It had been months.
I was not that person anymore. That bed had belonged to someone else that had once lived, a life of joy, in a happy home.
Inside these bones and when I’d stray, towards these bad, bad thoughts; I’d end up wondering what I had been doing at the time.
Where had I been hiding, when the stranger found her?
I held a brush. It erased the past. Within me I realized: the only deities worth worshipping were the clouds. They who watched everything from above, devoid of a sense of self, always to expire; a few hours later.
I’d stay up every other night and ponder on the meaning of their existence. But the truth is, I still don’t know what it’s about.
Perhaps, if one happens to find spirit in things that lack significance, then possibly that in itself, has meaning.
Years passed.
I cannot pinpoint when it started for sure. However, at some point I'd get up in the morning and, upon gazing into the mirror, had trouble seeing my face. I could perfectly perceive the rest of the bathroom without anything becoming a blur. But, my own features, they were exiled.
"Who are you?" I’d ask into the void.
Painting became a necessity. Spewing color after color in an attempt to find, or at least perhaps create, an answer to this question: I held the brush responsible for abolishing my walls. Yet as time went on, no matter how many skins I shed, I couldn't find the one I’d been seeking underneath. I felt like a homeless man, drifting further away from any proper clothes. I wanted to be clean. It unsettled me beyond reason. I started to grow mad on these emotions that drugged me with their concepts, as they abused the person I had aimed to become.
What am I?
From then on out it was just a matter of pretending.
Waking up.
Eating breakfast.
It was always the same meal, because I was undeserving of anything more. I'd pick at the burned toast with my only fork, promising myself that today would be new, and that I would find the right shade; the correct shapes and a word to describe these feelings that haunted me so.
It took three hundred and twenty-three sunsets to notice the consequences of my actions. By this point, I hadn't anymore needs for ridiculous words of comfort.

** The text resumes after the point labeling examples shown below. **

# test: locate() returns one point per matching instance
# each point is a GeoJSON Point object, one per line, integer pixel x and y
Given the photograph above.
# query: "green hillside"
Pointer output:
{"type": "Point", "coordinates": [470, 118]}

Deprived of answers, I created myself a false happiness by completing work after work. It kept me breathing. It kept me living. It kept me here. It was the much needed attachment, I had been yearning for.
It was the sentiment of feeling whole, a bay to anchor these weights tied to my shins, that I’d dragged for far too long. It was the joy I felt upon completing a piece.
And so, I had to do it again. Tomorrow, and the next day, and the one thereafter followed by the others for the rest of the year; and the remainder of my existence.
It was my raison d’être; it was my love.
But, my wrists, they would not work with me anymore. And the soles of my feet gave way, as I tumbled to the ground. I remember hearing my brush falling with a plunk as I hit the raw, merciless, and unforgiving floor.
Like a sailor out at sea in an ocean enraged, it drowned me, until I could breathe no more.
I remained, wilting between bright orange pillowcases for an hour. But an hour quickly turned into two, and two spoiled into a day, which then led to a week, followed by a month that rotted into years.
Still, I don't know what's wrong with me.
I trusted the thought, that if I poured all of my being into the shimmers of the past, the ones that appeared on the icy horizon of a pale dawn ruled by Winter, would turn into something; a passion. A canvas that had yet to be stained.
I could throw away the images, the creations, and painful reminders. But my flame has burned out. My limbs are too nimble. And I cannot speak, nor with body or mind. My shell is hollow, yet this apple is ripe, and keeps my blood running with songs of the heart.
Ah, I wonder when I began to falter, labeling such radical measures as the only way out. Perhaps it's always been there, inside of me, and I'd been in denial of myself. I tried to be a speck of dust that had dreams, a concept of the world different from my own where I'd believe that there was a greater plan for me, and a place where I was destined to be.
Perhaps, had I tried a little harder, given it more time, no matter the number of years, I wouldn’t have succumbed to the sympathy of sorrow and despair.